Muscat has long been cultivated widely along the Mediterranean rim. In fact, it may well be the oldest grape variety in cultivation. Some scientists think that it was grown by the ancient Greeks and Romans, and that it may even be a descendent of the original wine grape, first cultivated in Georgia or Armenia nearly 10,000 years ago. Today, Muscat can be found throughout the Mediterranean world, as well as in those parts of North and South America, Africa and Australia that enjoy a Mediterranean climate.
Alsace, however, is a northern wine-growing region, more akin to Burgundy or Germany’s Rhinegau. In fact, its vineyards lie right across the Rhine from the Black Forest, just south of Luxembourg. With the Vosges mountains to the west, this is more ski than sunbathing country. What are Muscat grapes doing there?

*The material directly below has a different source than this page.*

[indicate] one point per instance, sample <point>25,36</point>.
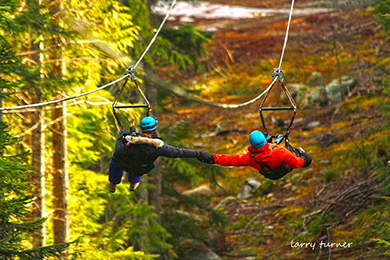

“They’re certainly capricious,” admits Olivier Humbrecht, whose Zind-Humbrecht wines rank with the very finest. Francis Burn echoes that sentiment, noting that the variety requires tender care in both the vineyard and the winery. He notes, however, that two aspects of the local climate enable Muscat not just to survive but actually to thrive in Alsace. The first is summer heat. The broad Alsatian plain that extends from the mountains to the river is one of the warmest places in all of France come July and August. The other is the lack of summer rainfall. “Muscat does not like rain,” he explains. “It is very fragile.”
So even though winters prove sometimes severe, and spring can be cold and damp, conditions during much of the growing season link Alsace with regions much farther south. “We live,” Olivier Humbrecht says with a smile, “in a big garden.”
While some people speculate that the Romans brought Muscat to Alsace, the first recorded mention of it dates from the 1400s (before anyone had heard of Riesling and other now popular grapes). Since then, it seems never to have been planted all that widely, but almost always to have been valued highly.
In fact, Alsace today is home to two related but separate Muscats. The original, called “Petits Grains,” grows alongside one named “Ottonel,” a variety only brought to the region in the mid-nineteenth century. Each has its advocates, and many wines are made with a blend of the two. Both, however, are very sensitive. Fragile, especially during spring flowering, they are by all accounts the trickiest grapes to grow in Alsace.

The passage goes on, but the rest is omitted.